Natürlich hatte ich den Gedanken, einen Buchladen aufzumachen, schon länger im Hinterkopf und mich seit vier, fünf Jahren nach geeigneten Räumen umgeschaut. Eines meiner Lieblingsobjekte war damals einfach zu teuer, aber bei dem kleinen Lädla, wo zunächst eine Fotogeschäft und dann ein Piercing-Studio drin war, dachte ich mir: Wenn ich das krieg... Und 2002 war's dann so weit. Ich habe die Buchhändler-Prüfung gemacht, um auch ausbilden zu dürfen und alles Mögliche mitgemacht, um mir möglichst viel Wissen anzueignen. Angefangen habe ich allein mit meiner Tochter. Ohne meinen Mann und meine Familie hätte ich es auch nie geschafft. Im Verlauf der Jahre habe ich vier Ausbildende angelernt und jetzt sind wir zwei Vollzeit und drei Teilzeitkäfte in der Leseinsel.
Und wie hat sich das Geschäft so entwickelt?
In den ersten Jahren waren es wirklich aufsteigende Verkaufszahlen. Die Kurve hat sich mittlerweile abgeflacht. Aber wer denkt, dass wir den ganzen Tag Zeit hätten, um Bücher zu lesen, der täuscht sich. Es gibt immer etwas zu tun. Das Lesen folgt meist erst in der Freizeit.
Woher kommt Deine Kundschaft?
Bis aus Hofheim und dem Itzgrund. Aus Kirchlauter und auch aus Baunach.
Welche Chancen räumst Du dem Buch ein?
Bücher wird es immer geben, weil sie ein Kulturgut sind und ihren Wert haben. Deshalb bin ich auch ein Verfechter der Buchpreis-Bindung. Freilich gibt es Bücher, die einfach zu teuer sind, aber die meisten sind ihr Geld wert. E-book-reader sind zwar auch schön, wenn man gerne nachts liest, oder im Zug, aber: Ein Buch ist und bleibt ein Buch, deswegen gebe ich dem e-book keine so großen Chancen.
und deswegen wird auch die Leseinsel Bestand haben?

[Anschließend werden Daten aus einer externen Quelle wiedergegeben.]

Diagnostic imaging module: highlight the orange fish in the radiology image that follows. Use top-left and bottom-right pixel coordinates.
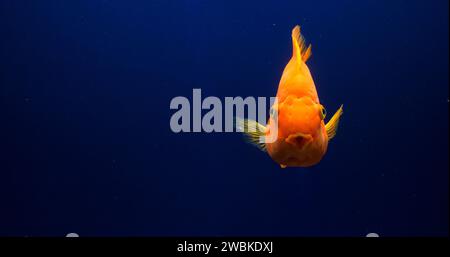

Natürlich. Es ist doch schön, wenn man durch Ebern bummeln kann und nicht nur leere Schaufenster vor sich hat. Es funktioniert nicht alles übers Internet. Wo sollen die Leute einkaufen, wenn sie älter sind? Ebern ist eine so wunderschöne Kleinstadt mit einem vielfältigen Kulturleben. Dabei denke ich besonders an die Musiknacht oder das Mittelalterfest. Und ich bin froh, dass wir unseren Teil dazu beitragen können.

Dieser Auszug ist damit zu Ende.